After the homemade semaglutide appears to be successful in curbing Cartman's appetite, Kyle decides to produce more in order to benefit people who cannot afford it. However, news of this draws the ire of a sugar industry cartel consisting of mascots of breakfast cereals and sugary snacks. In addition, when a government crackdown in response to semaglutide abuse leaves the mothers without their supply, they and Randy begin robbing pharmacies, and then Kyle and his friends. The boys' supply is then destroyed when the sugar mascots, posing as "body positivity activists", attack the Indian factory, murdering the workers and burning the building to the ground.
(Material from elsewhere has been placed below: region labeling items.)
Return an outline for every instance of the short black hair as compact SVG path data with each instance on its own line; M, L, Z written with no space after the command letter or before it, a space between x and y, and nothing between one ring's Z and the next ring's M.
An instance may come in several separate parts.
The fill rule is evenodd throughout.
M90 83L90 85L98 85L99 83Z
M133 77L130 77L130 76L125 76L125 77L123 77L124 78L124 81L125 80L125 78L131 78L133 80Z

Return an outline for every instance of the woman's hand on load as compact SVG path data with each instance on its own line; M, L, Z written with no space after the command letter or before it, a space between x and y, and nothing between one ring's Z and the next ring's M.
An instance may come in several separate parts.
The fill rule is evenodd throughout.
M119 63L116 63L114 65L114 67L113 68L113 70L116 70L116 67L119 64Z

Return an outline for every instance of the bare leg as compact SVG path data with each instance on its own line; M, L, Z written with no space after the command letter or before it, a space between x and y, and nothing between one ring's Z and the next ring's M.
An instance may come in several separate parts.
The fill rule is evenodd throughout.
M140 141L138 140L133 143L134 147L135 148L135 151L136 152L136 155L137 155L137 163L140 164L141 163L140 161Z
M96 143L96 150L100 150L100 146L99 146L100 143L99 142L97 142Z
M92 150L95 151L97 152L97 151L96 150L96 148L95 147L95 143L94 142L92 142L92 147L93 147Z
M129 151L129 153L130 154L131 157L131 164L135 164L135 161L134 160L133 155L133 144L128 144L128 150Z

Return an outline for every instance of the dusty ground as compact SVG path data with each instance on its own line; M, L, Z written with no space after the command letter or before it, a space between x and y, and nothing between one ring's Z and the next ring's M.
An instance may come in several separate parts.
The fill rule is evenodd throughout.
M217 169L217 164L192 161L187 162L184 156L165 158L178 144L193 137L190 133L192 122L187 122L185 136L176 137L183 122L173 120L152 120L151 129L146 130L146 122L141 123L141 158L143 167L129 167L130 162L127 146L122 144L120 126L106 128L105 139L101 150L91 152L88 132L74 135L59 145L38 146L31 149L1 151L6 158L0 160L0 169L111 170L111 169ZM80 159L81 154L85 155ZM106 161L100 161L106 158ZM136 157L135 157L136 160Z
Kyle finds and purchases a truckload of semaglutide powder from another supplier in North Carolina, but it is carjacked by Randy and the mothers. However, Randy realizes that what the mothers are doing is wrong and steals the truck without them. A violent chase ensues, which is joined by the boys, and then by the sugary mascots. Though Kenny is killed by Tony the Tiger for throwing him out of the truck and hitting a car windshield, Randy and the boys escape their pursuers, but when they open the truck, they find that the only thing inside is the insurance claims agent, who tells them that the insurance company works with the supplier, which will mean another trip through the American healthcare system.

Before Sharon takes her first injection, Randy stops her, confessing that he has been using it himself. Surprised at how sympathetic she is to his desire to use it, he realizes that she is the coolest woman he knows, and does not want her to change at all. Deciding that semaglutide drugs are bad, he invites her to go to a Holiday Inn and take MDMA together like they did in college. Meanwhile, at school, Kyle gives a speech calling for the end of fat shaming, which garners a positive reception. Overjoyed, Cartman proceeds to insult his classmates and everyone else in town without being mocked in return for his weight, and books a flight to Pakistan to continue this.

==Voice cast==
- Trey Parker
- Matt Stone
- April Stewart
- Mona Marshall
- Kimberly Brooks
- Jessica Makinson
- Vernon Chatman
- Jennifer Howell
- Feraz Ozel
- Betty Boogie Parker
- Abdullah Saeed

==Development==
On August 5, 2021, Comedy Central announced that Trey Parker and Matt Stone had signed a $900 million deal for extending the series to 30 seasons through 2027 and 14 feature films, exclusive to the Paramount+ streaming platform. Later that month, it was revealed that two films per year would be released during that time. Parker and Stone would later state that the projects would not be feature films, and that it was ViacomCBS who decided to advertise them as movies.

==Reception==
John Schwarz of Bubbleblabber gave the episode an 8/10, calling it "one of the more movie-parody efforts" and remarked that: "Not since The Imaginationland Trilogy has Trey Parker dipped into this bag of tricks to truly go nuts by integrating fantastical elements, like a crew of pissed off breakfast cereal mascots, into the plot of the show and does so in such hysterical fashion."

Renaldo Matadeen writing for CBR felt that the episode "speaks to another real-world issue, where bodies like the FDA and other authorities warn against such secondary pharmacies."

Author Cathy O'Neil wrote that it "brilliantly satirizes the culture around weight loss, fat shaming, and weight loss drugs".